Several approaches to rehabilitation of the hand following a stroke have emerged over the last two decades. These treatments, including repetitive task practice, robotically assisted rehabilitation and virtual rehabilitation activities, produce improvements in hand function, but have yet to reinstate function to pre-stroke levels— which likely depends on developing the therapies to impact cortical reorganization in a manner that favors or supports recovery. Understanding cortical reorganization that underlies the above interventions is therefore critical to inform how such therapies can be utilized and improved, and is the focus of the current investigation. Specifically, we compare neural reorganization elicited in stroke patients participating in two interventions: a hybrid of robot-assisted virtual reality rehabilitation training (RAVR), and a program of repetitive task practice training (RTP).
Ten chronic stroke subjects participated in eight, three-hour sessions of RAVR therapy. Another group of 9 stroke subjects participated in eight sessions of matched RTP therapy. Functional Magnetic Resonance Imagining (fMRI) data were acquired during paretic hand movement, before and after training. We compared the difference between groups and sessions (before and after training) in terms of BOLD intensity, laterality index of activation in sensorimotor areas, and the effective connectivity between ipsilesional motor cortex (iMC), contralesional motor cortex (cMC), ipsilesional primary somatosensory cortex (iS1), ventral premotor area (iPMv), and supplementary motor area (iSMA). Last, we analyzed the relationship between changes in fMRI data and functional improvement measured by the Jebsen Taylor Hand Function Test (JTHFT), in an attempt to identify how neurophysiological changes are related to motor improvement.
Subjects in both groups demonstrated motor recovery after training, but fMRI data revealed RAVR-specific changes in neural reorganization patterns. First, BOLD signal in multiple regions of interest was reduced and re-lateralized to the ipsilesional side. Second, these changes correlated with improvement in JTHFT scores. Our findings suggest that RAVR training may lead to different neurophysiological changes when compared to traditional therapy. This effect may be attributed to the influence that augmented visual and haptic feedback during RAVR training exerts over higher-order somatosensory and visuomotor areas.


Recovery of hand function is challenging after stroke. Empirical data suggest that treatment can be beneficial if it includes many repetitions of challenging and meaningful tasks (13). Several approaches to delivering high volume, intense, and salient rehabilitation activities have emerged over the last two decades. These treatments, which include repetitive task practice (RTP), robotically assisted rehabilitation, and virtual rehabilitation activities, produce improvements in hand function that exceed the standard of care in the US (45).

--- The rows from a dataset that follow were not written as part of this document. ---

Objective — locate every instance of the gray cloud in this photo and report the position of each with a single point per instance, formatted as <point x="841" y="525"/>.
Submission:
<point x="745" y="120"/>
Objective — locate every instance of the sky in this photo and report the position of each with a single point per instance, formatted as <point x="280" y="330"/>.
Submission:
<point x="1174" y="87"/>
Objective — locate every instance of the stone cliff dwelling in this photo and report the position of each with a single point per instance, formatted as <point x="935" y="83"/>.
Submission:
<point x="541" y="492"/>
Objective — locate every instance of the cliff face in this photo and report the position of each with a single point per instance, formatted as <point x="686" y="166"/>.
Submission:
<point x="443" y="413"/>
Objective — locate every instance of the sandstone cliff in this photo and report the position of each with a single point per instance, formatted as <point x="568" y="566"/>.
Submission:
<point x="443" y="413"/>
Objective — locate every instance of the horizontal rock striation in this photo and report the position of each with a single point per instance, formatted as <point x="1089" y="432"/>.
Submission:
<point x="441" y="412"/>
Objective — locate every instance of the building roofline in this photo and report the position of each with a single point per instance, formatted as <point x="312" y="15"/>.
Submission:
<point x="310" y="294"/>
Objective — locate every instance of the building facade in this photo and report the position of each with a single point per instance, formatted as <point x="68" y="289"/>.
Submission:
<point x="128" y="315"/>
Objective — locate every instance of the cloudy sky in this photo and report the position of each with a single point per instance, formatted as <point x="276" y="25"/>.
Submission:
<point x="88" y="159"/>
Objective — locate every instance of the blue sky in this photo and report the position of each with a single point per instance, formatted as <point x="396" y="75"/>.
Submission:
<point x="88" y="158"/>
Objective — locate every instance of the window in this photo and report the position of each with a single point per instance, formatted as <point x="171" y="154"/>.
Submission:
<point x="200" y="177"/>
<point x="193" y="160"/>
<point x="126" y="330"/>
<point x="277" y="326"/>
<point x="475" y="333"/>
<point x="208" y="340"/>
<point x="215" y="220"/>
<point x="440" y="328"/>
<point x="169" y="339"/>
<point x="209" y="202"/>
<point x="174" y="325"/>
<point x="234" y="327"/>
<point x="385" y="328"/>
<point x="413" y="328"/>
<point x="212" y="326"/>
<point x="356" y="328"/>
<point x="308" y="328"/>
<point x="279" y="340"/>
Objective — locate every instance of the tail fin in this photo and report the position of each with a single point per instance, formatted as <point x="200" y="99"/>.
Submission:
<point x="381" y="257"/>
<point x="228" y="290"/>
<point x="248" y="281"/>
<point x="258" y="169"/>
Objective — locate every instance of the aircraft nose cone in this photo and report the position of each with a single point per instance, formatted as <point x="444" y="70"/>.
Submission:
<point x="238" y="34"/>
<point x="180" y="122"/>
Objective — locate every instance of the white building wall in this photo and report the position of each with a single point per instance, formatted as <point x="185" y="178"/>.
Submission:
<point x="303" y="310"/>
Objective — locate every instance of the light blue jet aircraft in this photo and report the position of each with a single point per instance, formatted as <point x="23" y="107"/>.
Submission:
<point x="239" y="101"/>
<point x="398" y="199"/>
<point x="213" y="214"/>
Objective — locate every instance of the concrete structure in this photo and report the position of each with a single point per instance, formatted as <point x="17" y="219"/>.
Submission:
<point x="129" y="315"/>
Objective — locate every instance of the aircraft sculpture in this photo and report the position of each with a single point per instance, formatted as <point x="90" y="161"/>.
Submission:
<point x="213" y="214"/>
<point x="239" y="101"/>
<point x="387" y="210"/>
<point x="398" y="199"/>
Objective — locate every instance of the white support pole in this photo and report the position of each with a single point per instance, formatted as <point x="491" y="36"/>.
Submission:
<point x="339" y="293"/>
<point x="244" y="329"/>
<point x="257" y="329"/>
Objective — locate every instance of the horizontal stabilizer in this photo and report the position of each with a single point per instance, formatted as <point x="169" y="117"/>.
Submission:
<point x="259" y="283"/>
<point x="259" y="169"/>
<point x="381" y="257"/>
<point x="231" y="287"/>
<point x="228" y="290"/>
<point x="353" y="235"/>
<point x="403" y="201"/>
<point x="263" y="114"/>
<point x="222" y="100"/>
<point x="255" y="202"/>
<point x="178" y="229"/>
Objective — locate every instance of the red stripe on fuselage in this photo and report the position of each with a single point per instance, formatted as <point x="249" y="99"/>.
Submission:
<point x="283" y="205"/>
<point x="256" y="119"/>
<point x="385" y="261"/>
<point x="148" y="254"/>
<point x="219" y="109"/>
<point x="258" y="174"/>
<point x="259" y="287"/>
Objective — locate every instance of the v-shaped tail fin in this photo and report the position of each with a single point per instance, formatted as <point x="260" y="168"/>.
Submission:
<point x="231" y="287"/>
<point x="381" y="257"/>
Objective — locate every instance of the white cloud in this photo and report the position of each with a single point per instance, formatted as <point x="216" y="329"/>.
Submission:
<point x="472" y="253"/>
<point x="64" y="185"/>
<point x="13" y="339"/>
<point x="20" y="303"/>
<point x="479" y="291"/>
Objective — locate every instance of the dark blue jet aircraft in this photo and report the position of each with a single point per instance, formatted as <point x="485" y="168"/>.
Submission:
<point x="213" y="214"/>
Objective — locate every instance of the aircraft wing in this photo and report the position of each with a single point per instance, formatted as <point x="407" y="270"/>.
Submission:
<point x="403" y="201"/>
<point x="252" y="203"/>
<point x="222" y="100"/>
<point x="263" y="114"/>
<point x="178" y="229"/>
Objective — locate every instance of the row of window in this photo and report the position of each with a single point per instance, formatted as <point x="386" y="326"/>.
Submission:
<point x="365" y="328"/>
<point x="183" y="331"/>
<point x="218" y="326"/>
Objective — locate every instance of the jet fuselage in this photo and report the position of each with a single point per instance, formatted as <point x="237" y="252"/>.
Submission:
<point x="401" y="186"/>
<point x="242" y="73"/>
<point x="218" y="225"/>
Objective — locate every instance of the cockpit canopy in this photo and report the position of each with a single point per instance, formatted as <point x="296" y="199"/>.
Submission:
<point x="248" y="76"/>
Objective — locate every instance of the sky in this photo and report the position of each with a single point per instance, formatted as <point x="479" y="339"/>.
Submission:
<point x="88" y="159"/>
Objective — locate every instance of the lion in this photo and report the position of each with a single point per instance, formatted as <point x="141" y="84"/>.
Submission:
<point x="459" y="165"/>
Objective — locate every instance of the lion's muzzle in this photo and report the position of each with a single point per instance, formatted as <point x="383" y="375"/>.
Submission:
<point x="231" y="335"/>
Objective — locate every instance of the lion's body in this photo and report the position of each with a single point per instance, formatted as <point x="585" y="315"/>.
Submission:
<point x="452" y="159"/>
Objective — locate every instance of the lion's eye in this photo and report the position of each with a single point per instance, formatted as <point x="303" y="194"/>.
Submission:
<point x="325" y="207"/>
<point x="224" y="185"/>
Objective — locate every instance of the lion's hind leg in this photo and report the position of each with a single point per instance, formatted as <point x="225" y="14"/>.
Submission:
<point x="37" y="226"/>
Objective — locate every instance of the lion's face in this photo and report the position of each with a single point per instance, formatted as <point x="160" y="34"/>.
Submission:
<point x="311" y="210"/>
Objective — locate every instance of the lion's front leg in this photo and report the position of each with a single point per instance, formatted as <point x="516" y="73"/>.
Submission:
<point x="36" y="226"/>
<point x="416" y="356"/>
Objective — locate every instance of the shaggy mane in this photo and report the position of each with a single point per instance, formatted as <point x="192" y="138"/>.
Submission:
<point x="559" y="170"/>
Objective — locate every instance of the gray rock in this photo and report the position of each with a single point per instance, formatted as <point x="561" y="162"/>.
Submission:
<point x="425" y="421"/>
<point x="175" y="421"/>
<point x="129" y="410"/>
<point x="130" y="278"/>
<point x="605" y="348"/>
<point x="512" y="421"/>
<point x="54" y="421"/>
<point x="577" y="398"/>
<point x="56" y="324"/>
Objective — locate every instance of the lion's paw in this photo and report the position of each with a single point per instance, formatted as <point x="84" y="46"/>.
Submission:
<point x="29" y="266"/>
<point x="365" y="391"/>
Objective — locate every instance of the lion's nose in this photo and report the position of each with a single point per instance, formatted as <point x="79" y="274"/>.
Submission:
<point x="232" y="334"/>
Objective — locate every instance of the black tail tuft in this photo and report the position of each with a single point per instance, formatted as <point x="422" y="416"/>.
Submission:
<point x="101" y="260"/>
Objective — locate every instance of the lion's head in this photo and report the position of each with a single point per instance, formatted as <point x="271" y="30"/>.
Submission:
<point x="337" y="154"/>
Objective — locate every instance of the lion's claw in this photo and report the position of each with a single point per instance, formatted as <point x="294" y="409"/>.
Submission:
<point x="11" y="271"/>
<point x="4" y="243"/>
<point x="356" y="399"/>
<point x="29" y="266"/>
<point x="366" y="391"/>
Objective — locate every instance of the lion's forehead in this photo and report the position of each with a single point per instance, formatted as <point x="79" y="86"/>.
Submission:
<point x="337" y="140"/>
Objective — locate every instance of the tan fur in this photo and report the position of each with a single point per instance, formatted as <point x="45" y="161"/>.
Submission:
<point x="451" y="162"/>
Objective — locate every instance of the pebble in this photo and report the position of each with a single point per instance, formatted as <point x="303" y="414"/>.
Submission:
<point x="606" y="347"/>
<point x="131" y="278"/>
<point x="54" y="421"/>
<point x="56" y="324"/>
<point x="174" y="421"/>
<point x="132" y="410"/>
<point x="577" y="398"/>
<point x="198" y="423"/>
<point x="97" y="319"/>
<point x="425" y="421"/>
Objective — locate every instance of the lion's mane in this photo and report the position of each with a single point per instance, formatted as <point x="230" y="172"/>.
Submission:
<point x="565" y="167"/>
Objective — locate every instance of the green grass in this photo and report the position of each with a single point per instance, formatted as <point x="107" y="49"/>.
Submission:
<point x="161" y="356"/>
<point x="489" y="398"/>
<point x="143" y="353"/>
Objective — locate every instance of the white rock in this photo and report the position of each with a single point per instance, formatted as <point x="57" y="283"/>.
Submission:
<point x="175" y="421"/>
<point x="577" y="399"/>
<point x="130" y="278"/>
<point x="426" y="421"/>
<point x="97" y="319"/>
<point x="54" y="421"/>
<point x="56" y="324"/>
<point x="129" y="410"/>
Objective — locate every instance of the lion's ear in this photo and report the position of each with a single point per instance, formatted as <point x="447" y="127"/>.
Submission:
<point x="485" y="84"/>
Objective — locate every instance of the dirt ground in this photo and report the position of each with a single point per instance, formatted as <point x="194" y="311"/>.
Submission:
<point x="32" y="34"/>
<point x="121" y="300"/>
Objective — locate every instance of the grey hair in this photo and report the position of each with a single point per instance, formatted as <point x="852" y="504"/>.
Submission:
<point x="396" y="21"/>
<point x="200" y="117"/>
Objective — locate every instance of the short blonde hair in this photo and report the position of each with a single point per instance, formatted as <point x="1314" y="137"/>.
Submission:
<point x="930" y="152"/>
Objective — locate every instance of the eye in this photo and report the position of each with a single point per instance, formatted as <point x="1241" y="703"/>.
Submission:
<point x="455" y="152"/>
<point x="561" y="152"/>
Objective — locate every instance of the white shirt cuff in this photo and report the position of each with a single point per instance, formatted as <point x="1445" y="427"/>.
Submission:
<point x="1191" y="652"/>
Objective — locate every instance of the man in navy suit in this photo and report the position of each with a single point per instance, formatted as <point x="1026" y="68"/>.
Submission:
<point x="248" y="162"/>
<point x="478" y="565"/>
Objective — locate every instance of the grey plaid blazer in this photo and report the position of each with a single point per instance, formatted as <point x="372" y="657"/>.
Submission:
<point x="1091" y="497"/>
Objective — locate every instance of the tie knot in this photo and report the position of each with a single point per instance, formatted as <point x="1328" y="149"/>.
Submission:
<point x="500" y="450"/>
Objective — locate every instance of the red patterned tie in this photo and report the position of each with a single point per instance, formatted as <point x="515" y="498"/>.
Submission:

Although a strong case has been made that virtual reality (VR) and robotics can be useful technologies for delivering challenging, meaningful, and mass practice, outcome studies investigating the true benefits of VR/robotics as compared to dose-matched RTP remain mixed (67). For example, we have shown significant group-level improvement in hand and arm function of chronic stroke survivors in response to RTP and robot-assisted VR (RAVR) training to be similar for both groups (8), a finding that agrees with group-level effects in other clinical studies (910). However, whether the underlying neural patterns of reorganization that are induced by the different training regimes are also similar remains unknown. This becomes important to understand because it may inform researchers and clinicians whether RAVR versus RTP may preferentially facilitate distinct neural patterns of reorganization. If so, then perhaps the therapy choice can be tailored more appropriately to individuals to elicit optimal benefits.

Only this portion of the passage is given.